We thank the reviewer for bringing up this important issue. Please find a detailed response above in ‘Essential Revision #2’. In brief, we identified lick cells in all the cell types and further examined their responses to CS, reward, or CS + reward (Figure 7 —figure supplement 1). We found the majority of active neurons (in all cell types) were non-lick neurons, and the percentage remained stable from Day 1 to Day 7. Moreover, among the lick cells that showed responses to CS, reward, or CS + reward, the percentage of cells in each category also did not change significantly after associative learning. Our working hypothesis is that the changes in CS and reward representations observed in M1 are happening outside of M1, and long-range inputs from other brain regions to a specific cell type in M1 (CS for PV-INs or reward for VIP-INs) are increased and/or strengthened after associative learning. This hypothesis is supported by our control experiments, in which in the no-reward paradigm, PV-INs in M1 did not respond to auditory tone when no water rewards were given. Also, while VIP-INs consistently responded to water rewards on both day 1 and day 7 in the non-paired behavioral paradigm, their reliability did not change when the animals did not learn the association. Future work will involve identifying the brain regions that provide these specific inputs to M1; however, we think that is beyond the scope of this manuscript. We have included a brief discussion of our working hypothesis in the Discussion section (Line 412 – 417).

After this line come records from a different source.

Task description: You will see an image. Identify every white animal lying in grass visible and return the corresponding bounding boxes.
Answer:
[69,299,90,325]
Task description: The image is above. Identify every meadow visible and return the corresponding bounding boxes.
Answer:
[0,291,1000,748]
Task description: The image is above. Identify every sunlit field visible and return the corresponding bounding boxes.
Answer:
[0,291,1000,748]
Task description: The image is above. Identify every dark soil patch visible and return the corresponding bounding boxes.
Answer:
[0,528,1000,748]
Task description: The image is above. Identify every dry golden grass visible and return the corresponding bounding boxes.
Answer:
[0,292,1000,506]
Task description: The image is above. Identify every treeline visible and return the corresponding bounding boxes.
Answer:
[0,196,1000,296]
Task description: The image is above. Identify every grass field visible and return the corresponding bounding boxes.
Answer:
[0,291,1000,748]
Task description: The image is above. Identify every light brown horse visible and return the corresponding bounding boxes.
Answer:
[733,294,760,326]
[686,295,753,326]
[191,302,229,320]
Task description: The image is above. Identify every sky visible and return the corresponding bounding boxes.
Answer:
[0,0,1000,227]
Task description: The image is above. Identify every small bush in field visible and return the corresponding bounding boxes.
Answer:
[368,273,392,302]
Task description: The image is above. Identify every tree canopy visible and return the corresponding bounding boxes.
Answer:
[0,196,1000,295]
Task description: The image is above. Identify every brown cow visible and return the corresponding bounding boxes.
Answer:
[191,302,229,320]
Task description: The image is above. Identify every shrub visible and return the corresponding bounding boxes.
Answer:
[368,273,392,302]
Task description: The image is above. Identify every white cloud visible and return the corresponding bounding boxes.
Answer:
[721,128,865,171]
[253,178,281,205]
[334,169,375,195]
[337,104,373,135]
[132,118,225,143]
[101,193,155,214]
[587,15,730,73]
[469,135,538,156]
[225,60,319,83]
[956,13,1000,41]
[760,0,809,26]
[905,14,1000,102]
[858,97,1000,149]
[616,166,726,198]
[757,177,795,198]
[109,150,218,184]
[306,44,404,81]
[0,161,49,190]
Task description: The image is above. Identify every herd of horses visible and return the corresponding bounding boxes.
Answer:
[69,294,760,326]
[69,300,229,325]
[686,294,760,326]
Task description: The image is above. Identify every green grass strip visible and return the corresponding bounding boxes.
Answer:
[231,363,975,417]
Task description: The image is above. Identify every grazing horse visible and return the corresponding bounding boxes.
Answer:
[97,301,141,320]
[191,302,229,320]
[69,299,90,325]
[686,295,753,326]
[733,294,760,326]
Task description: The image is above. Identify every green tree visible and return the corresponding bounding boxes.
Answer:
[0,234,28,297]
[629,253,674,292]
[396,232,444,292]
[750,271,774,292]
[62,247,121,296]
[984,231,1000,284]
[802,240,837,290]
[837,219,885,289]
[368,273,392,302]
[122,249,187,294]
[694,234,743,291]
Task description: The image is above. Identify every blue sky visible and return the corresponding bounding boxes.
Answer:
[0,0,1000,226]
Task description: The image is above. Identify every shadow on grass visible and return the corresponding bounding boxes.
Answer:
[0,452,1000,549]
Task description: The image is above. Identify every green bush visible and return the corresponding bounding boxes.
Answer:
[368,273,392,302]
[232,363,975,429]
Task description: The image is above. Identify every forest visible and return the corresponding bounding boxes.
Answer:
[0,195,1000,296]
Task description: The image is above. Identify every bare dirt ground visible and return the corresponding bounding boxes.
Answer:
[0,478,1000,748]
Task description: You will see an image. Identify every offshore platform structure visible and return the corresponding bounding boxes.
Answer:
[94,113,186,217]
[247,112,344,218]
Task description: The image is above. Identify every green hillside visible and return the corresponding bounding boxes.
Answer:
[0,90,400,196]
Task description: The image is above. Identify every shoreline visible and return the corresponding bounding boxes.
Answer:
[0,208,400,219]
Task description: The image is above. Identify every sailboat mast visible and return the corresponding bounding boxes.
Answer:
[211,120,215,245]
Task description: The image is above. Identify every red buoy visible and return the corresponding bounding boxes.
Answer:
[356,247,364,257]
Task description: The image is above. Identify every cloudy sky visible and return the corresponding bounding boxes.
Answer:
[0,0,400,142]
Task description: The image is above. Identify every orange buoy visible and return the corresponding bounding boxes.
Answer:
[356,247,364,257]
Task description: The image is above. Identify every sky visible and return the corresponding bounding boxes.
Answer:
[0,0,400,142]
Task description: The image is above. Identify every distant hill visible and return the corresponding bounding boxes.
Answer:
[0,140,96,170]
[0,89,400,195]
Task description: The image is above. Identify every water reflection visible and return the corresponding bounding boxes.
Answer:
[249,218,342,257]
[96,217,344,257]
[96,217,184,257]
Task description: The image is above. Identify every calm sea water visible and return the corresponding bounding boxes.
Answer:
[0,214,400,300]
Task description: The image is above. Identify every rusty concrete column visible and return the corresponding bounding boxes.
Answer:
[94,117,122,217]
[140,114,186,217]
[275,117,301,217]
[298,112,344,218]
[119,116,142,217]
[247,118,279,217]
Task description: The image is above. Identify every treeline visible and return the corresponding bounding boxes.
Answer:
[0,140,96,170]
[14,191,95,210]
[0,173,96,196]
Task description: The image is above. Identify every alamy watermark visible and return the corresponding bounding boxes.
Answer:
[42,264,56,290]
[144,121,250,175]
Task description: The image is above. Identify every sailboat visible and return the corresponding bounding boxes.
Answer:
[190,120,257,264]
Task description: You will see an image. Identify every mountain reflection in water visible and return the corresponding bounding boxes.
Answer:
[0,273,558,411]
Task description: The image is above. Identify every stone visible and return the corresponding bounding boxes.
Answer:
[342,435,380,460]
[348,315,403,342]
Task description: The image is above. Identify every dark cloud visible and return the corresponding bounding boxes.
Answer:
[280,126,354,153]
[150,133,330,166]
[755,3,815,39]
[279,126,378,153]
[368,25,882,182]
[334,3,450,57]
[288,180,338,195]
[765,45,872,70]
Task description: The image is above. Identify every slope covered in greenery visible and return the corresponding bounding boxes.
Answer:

Reviewer #2 (Recommendations for the authors):

1. It is helpful to provide further details about the genetic background of the transgenic animals. Are they homozygous or heterozygous? What genetic background are they maintained in? Also, it would be helpful to indicate the number of neurons imaged per mouse.

Following the reviewer’s suggestion, we have included the new information regarding the transgenic mice in the Methods (Line 709 – 710), and an additional table with the number of neurons imaged per mouse (Supplementary File 1). The figure legends indicate the total number of ROIs across all mice for each experimental condition, and the table provides further details including the number of active cells on day 1 (irrespective of the behavioral task), and the number of active cells tracked from day 1 to day 7 from each individual mouse for all experimental conditions used.

2. A question about the behavioral setup. How long is the water reward presented? How many licks does it take the mouse to consume the 10 ul water reward? It seems from Figure 1B that most licks occur when water is no longer available. Also, the example in Figure 2C suggests that post-cue licking is far fewer on d7 than on d1, suggesting that the mouse has learned to inhibit non-rewarded licking. This seems not to agree with Figure 1C.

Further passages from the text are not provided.